Subsequent infusions yield sweeter flavors – fruitier flavors!  I note more of an apricot-like tone now, like dried apricots, with their flavors and sweetness intensified by the drying process.

This is a tea that is highly recommended to those that love white tea, they will adore this one!  I would also recommend it to someone who thinks they don’t care for white tea as they find it to be too light in flavor for their liking – this one will change their mind about that!  This is truly a remarkable tea!

Prosperity Cube Pu-erh Tea (Year 2003) from Red Leaf Tea

Tea Information:

Leaf Type:  Pu-erh

Where to Buy:  Red Leaf Tea

Product Description:

From the ancient halls of Chinese herbal science comes a special tea that is designed to call out to the spiritual world; Prosperity Pu-Erh Tea! When civilization was born, Chinese healers developed the arts of Feng Shui, writing, and herbology, and the Prosperity Cube. The Cube is a compressed block of herbs that have been specially prepared with sticky syrup and a small square mold. A Chinese character is applied to the cube during the molding process, as a spiritual call for a certain quality. When shared with family, the Prosperity Cube can be amazingly effective in lifting the financial burdens of the participants. Packed with just as many health benefits as other tea varities, Pu-Erh tea such as the Prosperity Cube make excellent sipping teas for those looking for a traditional Chinese taste.

Taster’s Review:

I’ve come to realize that not all Pu-erh teas are the same.  Just like with any tea type there are good Pu-erh teas and there are not-so-good Pu-erh.  This Prosperity Cube from Red Leaf Tea happens to be one of the good ones!

This Pu-erh is incredibly flavorful – and very pleasantly sweet!  The aroma of the dry leaf is a little earthy, but in comparison to some other Pu-erh teas I’ve encountered, I would say that the earthiness here is rather mild.

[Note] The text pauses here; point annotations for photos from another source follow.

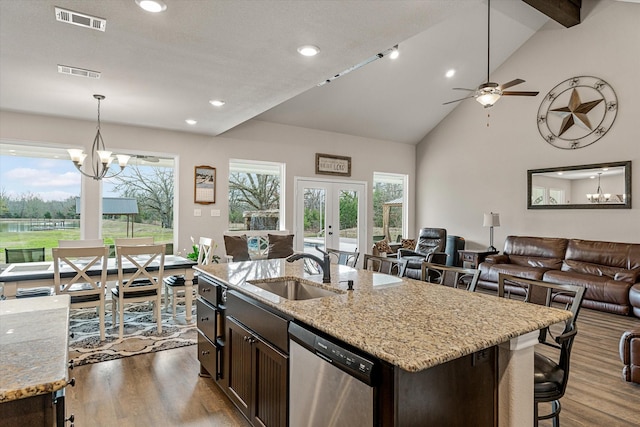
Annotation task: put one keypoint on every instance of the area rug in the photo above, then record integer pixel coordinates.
(140, 335)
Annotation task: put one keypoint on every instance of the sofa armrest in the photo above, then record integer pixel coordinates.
(408, 252)
(437, 258)
(497, 259)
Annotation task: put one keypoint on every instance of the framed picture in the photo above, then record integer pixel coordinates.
(328, 164)
(205, 185)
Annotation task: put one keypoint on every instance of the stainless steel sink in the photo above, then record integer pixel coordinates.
(294, 289)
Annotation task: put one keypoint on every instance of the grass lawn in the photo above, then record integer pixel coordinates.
(49, 238)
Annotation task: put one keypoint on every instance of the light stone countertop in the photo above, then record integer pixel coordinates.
(34, 346)
(411, 324)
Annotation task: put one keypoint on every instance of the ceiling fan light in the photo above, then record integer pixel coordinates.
(488, 99)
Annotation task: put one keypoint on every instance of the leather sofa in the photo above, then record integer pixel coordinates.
(607, 270)
(430, 247)
(630, 355)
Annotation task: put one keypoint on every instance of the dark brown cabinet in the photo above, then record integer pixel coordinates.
(210, 319)
(256, 371)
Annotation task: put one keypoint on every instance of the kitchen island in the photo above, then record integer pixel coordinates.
(413, 326)
(34, 349)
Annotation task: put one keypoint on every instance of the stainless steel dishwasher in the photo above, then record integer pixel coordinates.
(329, 385)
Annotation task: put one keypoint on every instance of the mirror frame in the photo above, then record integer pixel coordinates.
(627, 185)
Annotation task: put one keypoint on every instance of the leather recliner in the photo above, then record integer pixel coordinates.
(430, 247)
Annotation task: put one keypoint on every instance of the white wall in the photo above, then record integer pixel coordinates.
(254, 140)
(465, 168)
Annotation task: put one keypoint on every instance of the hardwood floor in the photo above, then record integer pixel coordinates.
(164, 389)
(156, 389)
(596, 394)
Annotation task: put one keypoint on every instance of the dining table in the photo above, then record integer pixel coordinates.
(40, 274)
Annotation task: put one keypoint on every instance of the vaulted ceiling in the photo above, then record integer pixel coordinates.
(157, 70)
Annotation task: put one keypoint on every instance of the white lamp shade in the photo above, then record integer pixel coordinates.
(491, 220)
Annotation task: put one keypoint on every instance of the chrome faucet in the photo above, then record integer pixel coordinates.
(325, 263)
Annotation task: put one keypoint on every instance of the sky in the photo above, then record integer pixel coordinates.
(51, 179)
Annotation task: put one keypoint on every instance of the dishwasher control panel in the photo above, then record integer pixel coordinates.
(331, 351)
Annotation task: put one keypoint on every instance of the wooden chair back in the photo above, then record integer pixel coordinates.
(141, 258)
(455, 277)
(343, 257)
(80, 260)
(205, 251)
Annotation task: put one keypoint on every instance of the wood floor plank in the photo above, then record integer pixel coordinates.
(164, 389)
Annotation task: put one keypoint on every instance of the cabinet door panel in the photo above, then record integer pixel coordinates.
(238, 366)
(270, 399)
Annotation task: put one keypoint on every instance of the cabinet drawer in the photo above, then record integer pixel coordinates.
(207, 319)
(209, 356)
(468, 257)
(210, 291)
(263, 322)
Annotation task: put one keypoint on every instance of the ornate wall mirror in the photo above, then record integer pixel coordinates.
(597, 186)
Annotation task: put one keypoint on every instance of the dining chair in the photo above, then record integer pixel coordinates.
(550, 374)
(16, 255)
(386, 265)
(174, 286)
(348, 258)
(82, 243)
(142, 285)
(85, 290)
(455, 277)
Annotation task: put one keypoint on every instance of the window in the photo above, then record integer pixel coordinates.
(37, 197)
(389, 201)
(146, 185)
(255, 195)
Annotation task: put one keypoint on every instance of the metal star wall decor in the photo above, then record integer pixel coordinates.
(577, 112)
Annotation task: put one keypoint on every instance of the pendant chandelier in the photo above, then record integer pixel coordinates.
(100, 158)
(598, 196)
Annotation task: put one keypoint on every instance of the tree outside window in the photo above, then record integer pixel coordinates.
(255, 195)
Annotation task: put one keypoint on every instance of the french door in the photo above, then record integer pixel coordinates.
(330, 214)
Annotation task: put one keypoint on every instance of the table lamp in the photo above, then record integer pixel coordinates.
(491, 220)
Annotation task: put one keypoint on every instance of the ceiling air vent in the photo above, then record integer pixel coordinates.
(80, 19)
(80, 72)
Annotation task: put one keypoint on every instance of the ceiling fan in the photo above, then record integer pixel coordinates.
(489, 93)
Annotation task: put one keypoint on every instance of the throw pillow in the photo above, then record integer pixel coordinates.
(280, 246)
(236, 246)
(408, 244)
(383, 246)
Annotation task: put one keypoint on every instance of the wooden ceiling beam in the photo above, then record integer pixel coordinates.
(566, 12)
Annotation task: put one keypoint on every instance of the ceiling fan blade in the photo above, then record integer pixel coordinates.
(512, 93)
(511, 83)
(457, 100)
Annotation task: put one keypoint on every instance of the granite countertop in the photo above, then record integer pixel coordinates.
(411, 324)
(34, 346)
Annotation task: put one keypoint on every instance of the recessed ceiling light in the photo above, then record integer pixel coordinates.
(154, 6)
(394, 52)
(308, 50)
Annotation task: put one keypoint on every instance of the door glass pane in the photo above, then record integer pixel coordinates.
(315, 203)
(348, 233)
(388, 209)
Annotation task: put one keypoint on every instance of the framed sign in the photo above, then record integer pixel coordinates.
(205, 185)
(328, 164)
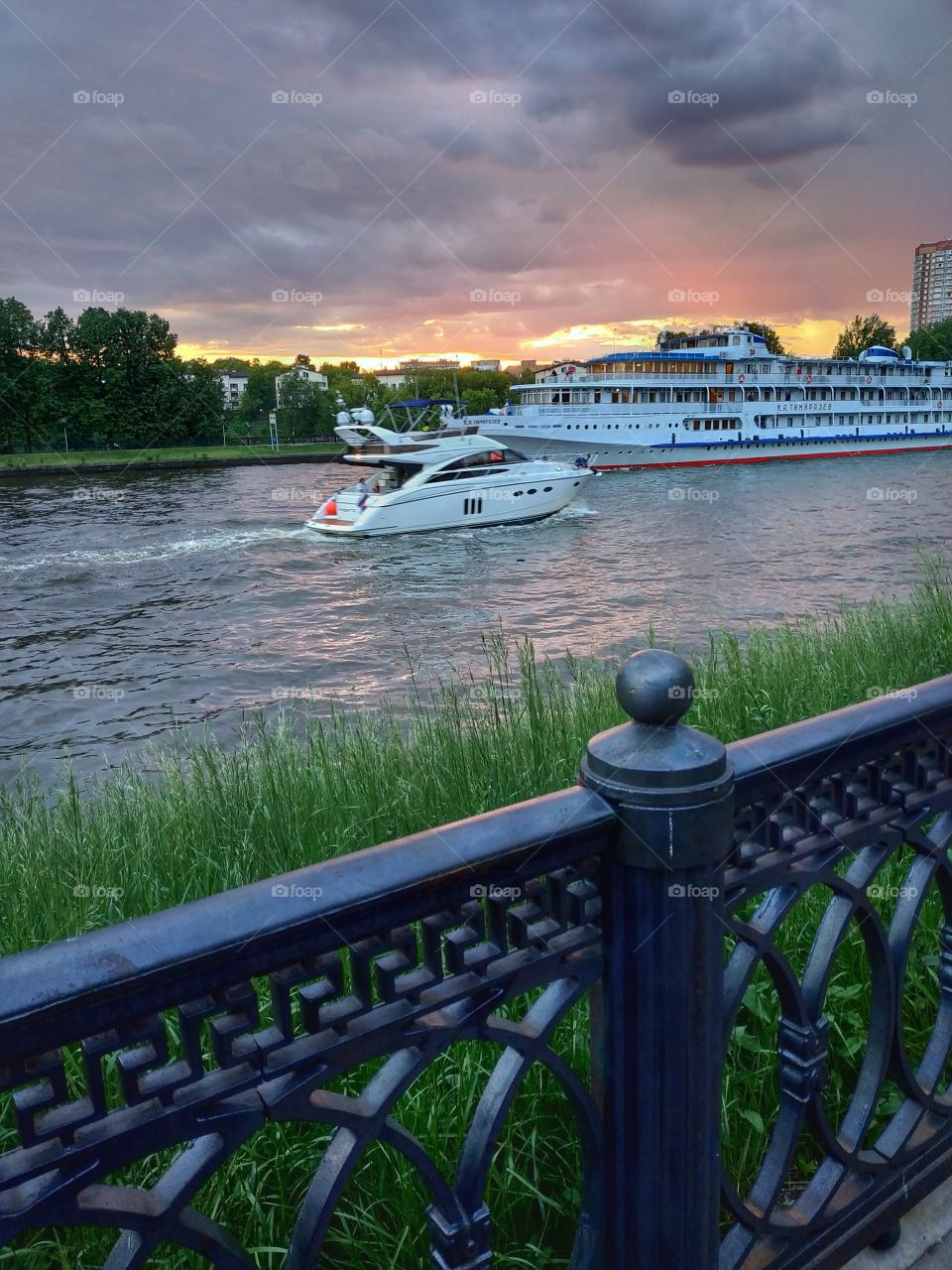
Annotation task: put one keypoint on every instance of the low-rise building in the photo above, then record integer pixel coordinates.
(414, 366)
(299, 372)
(234, 385)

The steeped tea smells a bit more like damp wood than of earth, and there is a sweet kind of aroma to it too that reminds me a bit of caramelized sugar.  That caramel essence translates into the flavor very well, in fact, this is one of the sweetest Pu-erh teas that I’ve yet to try.  It isn’t the “deep undertone of caramel-y sweetness” that I often describe when reviewing Pu-erh, this is a sweet, caramel syrup overtone that is front and center.

It is incredibly smooth and there is no bitterness whatsoever.  I am also having a hard time discerning any hint of astringency to this cup.  It is just smooth and sweet from start to finish, with an oaken undertone and a hint of earth that hits just after the start.

If you’re like me and have had one or more unpleasant Pu-erh experiences in the past, don’t let that stop you from trying more.  If you do, you are only depriving yourself of what is indeed a fascinating journey of discovery.  On my journey, I am discovering so many wonderful Pu-erh teas there are out there to enjoy!

And if you’ve decided that maybe you should give Pu-erh one more try, I recommend starting with this Prosperity Cube from Red Leaf Tea.  One taste of it and you’ll have a hard time remembering what “bad” Pu-erh is like … this one is THAT good!